Hack erleidet nächsten muskelbailout – gladbachs flügelziel rutscht immer tiefer

Robin Hack spielte diese Saison gerade mal 270 Minuten. Jetzt droht ihm wieder Monate Pause. Ein Faserriss im Adduktorenbereich wirft den 22-Jährigen zurück auf Null – und wirft bei Borussia Mönchengladbach die Frage auf, wie lange die Geduld noch reicht.

Polanski bestätigt: „fällt wieder länger aus“

Trainer Eugen Polanski sagt es mit dem Ton eines Mannes, der die Rechnung ohne Wirt macht. „Bei Robin lief eigentlich alles super“, zitiert ihn die Rheinische Post, bevor er den Satz abbricht, als hätte er ihn selbst nicht geglaubt. Dann die nackte Zahl: Muskelfaserriss, rechte Leiste, kein Comeback vor dem Sommer. Die Verkündung dauert keine zehn Sekunden, reicht aber, um die Bilanz des Flügelspielers auf 5 Pflichtspiele und ein Dutzend Reha-Stunden zu reduzieren.

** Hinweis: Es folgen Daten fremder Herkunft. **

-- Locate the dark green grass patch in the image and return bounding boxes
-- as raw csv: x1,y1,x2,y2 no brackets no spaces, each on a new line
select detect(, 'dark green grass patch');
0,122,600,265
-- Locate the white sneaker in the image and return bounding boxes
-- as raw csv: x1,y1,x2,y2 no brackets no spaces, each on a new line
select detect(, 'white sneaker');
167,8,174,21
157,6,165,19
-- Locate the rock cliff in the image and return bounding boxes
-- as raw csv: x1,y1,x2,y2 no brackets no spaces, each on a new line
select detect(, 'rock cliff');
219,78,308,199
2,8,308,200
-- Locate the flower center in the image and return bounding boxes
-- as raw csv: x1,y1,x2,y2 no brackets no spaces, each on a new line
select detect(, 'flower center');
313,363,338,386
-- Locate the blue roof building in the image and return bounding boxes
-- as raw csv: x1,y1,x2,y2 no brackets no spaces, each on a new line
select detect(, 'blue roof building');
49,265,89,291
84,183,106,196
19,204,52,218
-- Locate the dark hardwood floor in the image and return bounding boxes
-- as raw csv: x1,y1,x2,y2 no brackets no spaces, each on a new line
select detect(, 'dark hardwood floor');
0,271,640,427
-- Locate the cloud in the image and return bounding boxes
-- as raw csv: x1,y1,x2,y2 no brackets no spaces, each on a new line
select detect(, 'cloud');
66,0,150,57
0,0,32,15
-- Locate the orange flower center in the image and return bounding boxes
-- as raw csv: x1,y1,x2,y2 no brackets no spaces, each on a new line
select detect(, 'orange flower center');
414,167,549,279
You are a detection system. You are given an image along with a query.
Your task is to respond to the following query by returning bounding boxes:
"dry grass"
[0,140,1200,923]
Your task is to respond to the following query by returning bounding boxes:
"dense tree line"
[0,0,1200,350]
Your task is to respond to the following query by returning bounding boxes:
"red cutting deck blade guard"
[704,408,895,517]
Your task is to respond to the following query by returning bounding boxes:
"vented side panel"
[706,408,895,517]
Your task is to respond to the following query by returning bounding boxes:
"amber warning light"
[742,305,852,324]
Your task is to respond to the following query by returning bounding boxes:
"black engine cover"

Der September war schon ein Warnschuss: Innenmeniskusriss, rechtes Knie, Ausfall bis November. Als Hack Anfang Dezember zurückkehrte, hielt ihn kein Gegender, sondern der eigene Körper auf. Nun das Adduktoren-Desaster. Drei Mal Aufbau, dreimal Abriss – das ist keine Pechsträhne, das ist ein Muster.

Ngoumou kehrt zurück, aber noch weit weg vom kader

Ngoumou kehrt zurück, aber noch weit weg vom kader

Während Hack die nächste Reise in die Reha-Klinik antritt, trabt Nathan Ngoumou zum ersten Mal seit seinem Achillessehnenriss im April wieder über die Kunstrasenplatze am Borussia-Park. Polanski nimmt trotzdem den Ball aus dem Netz: „Er ist schon noch sehr weit weg vom Bundesliga-Kader.“ Die Aussage klingt wie ein Schulterklopfen und ein Tritt in den Hintern zugleich. Ngoumou darf langsam aufbelasten, aber der Weg zurück ist länger als die Saison noch dauert.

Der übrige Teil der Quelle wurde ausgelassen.